Akio Toyoda, the grandson of Toyota Motor Corp (Tokyo: 7203, NYSE: TM) founder Kiichiro Toyoda, and present CEO and President -- recently appointed to chair the influential Japan Automobile Manufacturers Association -- said on Thursday that Japanese carmakers are not coordinating to deal with the summer power shortages.

The summertime power conservation is expected to start at the beginning of July and end after the first week of September.

There is particular concern over the densely populated Kansai region with the cities of Kobe - Osaka - Kyoto, which have relied heavily on nuclear energy.  The region's electric utility provider, Kansai Electric Power Company Inc. (Tokyo: 9503), originally operated 11 nuclear reactors that in turn contributed around 40 percent of the region's supply before reactor closures began after the disaster of March 2011. Japan as a whole used to rely on nuclear energy for 30 percent of its power.  

Currently no nuclear plants are operating in Japan, and the shortfall is being made up by greater imports of coal and natural gas from abroad.

In a fresh new development in Japanese politics, regional governments have become especially critical of how higher-level authorities have handled the nuclear disaster. They have blamed the national government for poor transparency and unaccountability in nuclear safety investigations across the country. Politicians in the Kansai area have been especially resistant to nuclear reactor restarts.

The Mayor of Osaka (Japan's second largest city) Toru Hashimoto, is receiving national attention for his opposition to the restart of Kansai Electric's nuclear reactors. Japanese Prime Minister Yoshihiko Noda said on Thursday that he will shortly make a final decision on whether to restart any or all of the 4 reactors at the Oi plant which previously supplied Osaka. Hashimoto said the national government is ignoring due process in nuclear inspections on April 5, working to protect corporate interests as a rubber stamp rather than acting to hold the Nuclear Industrial Safety Agency, the country's nuclear regulator, more accountable.
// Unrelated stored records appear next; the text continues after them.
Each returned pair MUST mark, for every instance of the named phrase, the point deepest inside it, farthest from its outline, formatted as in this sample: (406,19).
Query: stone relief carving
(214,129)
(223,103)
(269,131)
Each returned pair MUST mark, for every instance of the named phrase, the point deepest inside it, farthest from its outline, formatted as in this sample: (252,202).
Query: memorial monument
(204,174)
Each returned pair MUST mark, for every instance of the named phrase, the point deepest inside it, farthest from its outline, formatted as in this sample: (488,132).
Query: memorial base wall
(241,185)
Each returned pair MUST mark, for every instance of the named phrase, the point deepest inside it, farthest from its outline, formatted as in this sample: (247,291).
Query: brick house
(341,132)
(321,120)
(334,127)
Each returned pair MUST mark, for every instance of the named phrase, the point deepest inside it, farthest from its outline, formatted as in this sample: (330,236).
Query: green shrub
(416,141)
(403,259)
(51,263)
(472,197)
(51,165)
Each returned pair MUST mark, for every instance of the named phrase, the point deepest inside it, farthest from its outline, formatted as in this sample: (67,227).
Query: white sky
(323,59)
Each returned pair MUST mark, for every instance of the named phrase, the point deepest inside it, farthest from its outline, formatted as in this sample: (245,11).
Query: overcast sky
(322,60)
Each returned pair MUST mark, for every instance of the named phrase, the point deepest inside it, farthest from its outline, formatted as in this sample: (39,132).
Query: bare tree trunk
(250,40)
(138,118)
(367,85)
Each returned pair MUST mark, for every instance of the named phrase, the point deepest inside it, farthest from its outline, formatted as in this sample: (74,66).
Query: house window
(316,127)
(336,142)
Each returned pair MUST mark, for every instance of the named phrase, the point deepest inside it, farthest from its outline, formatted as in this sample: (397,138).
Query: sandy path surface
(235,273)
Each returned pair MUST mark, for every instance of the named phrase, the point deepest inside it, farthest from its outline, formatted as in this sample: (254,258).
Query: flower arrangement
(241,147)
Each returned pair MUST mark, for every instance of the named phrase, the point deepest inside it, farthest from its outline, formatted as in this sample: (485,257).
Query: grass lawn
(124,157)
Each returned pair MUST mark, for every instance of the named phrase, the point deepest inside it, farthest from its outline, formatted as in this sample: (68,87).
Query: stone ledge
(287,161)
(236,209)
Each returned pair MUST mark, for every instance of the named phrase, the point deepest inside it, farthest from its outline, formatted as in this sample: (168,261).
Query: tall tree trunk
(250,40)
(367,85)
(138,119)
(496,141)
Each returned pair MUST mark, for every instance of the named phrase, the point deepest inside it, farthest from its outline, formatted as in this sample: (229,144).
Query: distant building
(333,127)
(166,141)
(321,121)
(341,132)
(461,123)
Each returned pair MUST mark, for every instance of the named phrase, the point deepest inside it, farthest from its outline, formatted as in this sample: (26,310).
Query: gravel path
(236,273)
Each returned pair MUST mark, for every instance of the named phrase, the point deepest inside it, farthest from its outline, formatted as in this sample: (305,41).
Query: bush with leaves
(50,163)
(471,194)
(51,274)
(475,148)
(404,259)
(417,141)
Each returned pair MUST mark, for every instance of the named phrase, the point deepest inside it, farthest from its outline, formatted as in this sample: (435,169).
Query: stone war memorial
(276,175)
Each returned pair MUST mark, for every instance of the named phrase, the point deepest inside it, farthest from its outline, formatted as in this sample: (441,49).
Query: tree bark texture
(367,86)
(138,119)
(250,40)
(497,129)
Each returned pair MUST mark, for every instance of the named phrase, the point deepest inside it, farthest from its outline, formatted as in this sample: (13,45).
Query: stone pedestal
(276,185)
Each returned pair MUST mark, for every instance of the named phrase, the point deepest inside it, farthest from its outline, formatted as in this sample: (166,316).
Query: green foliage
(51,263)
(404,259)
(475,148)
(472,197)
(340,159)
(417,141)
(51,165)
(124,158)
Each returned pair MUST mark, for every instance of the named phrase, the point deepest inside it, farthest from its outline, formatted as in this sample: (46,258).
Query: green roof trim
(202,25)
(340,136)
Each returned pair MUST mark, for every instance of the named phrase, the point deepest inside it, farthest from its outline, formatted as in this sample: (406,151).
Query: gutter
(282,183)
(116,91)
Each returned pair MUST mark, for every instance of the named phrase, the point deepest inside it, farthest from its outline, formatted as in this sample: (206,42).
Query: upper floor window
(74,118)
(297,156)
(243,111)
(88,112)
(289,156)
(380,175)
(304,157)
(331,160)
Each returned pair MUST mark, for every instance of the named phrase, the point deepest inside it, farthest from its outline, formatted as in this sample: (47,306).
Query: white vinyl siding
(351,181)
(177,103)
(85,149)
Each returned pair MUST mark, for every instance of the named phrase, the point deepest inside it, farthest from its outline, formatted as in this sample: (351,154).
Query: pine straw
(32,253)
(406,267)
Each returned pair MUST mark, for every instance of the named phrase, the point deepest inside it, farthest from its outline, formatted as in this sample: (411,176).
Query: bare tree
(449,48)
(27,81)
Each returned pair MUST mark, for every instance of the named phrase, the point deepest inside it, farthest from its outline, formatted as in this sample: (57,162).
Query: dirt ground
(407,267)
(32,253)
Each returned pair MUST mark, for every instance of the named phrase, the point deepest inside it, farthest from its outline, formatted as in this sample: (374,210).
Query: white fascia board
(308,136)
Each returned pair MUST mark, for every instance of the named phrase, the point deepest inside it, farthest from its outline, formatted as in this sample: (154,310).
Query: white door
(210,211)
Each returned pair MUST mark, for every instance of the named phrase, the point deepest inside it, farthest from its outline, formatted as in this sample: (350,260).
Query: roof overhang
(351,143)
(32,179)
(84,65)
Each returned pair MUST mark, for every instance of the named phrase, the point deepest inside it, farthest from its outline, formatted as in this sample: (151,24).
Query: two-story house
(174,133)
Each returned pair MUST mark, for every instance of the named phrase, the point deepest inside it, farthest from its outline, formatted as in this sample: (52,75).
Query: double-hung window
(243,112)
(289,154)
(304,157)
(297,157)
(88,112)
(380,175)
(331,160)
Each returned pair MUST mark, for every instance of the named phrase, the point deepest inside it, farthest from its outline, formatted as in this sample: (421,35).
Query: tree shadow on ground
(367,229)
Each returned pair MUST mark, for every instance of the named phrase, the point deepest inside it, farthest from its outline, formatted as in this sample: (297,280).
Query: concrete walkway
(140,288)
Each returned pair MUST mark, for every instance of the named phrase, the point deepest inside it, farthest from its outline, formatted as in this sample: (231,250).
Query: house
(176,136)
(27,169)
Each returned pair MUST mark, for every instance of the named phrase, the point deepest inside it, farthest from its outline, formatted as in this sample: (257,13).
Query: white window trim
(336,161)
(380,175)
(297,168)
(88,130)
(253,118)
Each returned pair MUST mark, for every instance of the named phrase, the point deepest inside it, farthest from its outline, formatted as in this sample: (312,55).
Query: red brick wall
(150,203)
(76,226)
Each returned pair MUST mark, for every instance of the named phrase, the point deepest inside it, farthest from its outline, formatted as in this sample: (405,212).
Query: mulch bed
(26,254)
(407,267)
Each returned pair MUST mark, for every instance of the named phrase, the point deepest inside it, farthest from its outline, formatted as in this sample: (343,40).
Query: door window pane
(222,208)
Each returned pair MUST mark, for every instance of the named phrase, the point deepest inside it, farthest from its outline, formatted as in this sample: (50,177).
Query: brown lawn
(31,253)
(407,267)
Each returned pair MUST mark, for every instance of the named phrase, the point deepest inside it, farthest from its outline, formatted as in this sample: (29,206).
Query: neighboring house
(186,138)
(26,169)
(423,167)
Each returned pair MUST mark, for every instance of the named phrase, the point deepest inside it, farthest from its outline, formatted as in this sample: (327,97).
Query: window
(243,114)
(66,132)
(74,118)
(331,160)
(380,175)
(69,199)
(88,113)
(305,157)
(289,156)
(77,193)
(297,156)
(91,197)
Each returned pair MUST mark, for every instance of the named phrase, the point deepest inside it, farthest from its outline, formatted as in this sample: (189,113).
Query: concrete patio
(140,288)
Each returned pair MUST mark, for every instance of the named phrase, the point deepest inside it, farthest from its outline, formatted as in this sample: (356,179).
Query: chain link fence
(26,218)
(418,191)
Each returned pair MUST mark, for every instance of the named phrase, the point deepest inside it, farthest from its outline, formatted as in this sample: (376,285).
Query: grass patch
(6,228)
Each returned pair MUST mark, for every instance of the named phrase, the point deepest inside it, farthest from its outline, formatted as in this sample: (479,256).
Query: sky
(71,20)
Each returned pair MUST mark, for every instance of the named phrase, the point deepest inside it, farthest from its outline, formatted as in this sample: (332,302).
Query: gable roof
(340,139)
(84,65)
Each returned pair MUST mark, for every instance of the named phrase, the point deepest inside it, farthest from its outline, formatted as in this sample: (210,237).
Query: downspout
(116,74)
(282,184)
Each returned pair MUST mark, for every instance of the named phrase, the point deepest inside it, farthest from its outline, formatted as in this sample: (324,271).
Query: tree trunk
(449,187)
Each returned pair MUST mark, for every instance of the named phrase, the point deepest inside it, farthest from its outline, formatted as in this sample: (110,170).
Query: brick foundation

The Oi reactors are located in Fukui Prefecture, next to the Sea of Japan, 140 kilometers or 86 miles to the north of Osaka.

National campaigns and citizen responsibility are something of a tradition in Japan and people there are no strangers to energy conservation. The Japanese Ministry of the Environment has been supporting summertime energy-saving measures since 2005, when it started the 'Cool-Biz campaign'. Businesses around the country were encouraged to kept air conditioning low and adopt a more summer-appropriate dress code.

Businessmen across the country took to wearing short-sleeved shirts, initially awkward in a country where stricter dress codes are common. But last summer, the initiative was upgraded to 'Super-Cool-Biz' in the aftermath of the nuclear disaster. Publicity campaigns showed office workers in Okinawan-style kariyushi shirts (much like the flowery Hawaiian shirt).

The casual dress code campaign, however, is unlikely to temper the unease of citizens still concerned about nuclear safety, now invigorated by local politicians who are taking a stand to champion suspicions of close links between the national government, the media, and power companies.

On May 15, the chairman of the Tokyo Electric Power Co. (Tokyo: 9501) which operated the Fukushima nuclear power plant, Tsunehisa Katsumata, directed blame for the Fukushima nuclear disaster to the former Prime Minister Naoto Kan. Absent at the time in China, Katsumata said that It's difficult to tell what I could have done even if I had not been absent.

His comments are unlikely to generate any sympathies from citizens of a country still mentally shaken from last year's disaster and now being asked to make further personal sacrifices.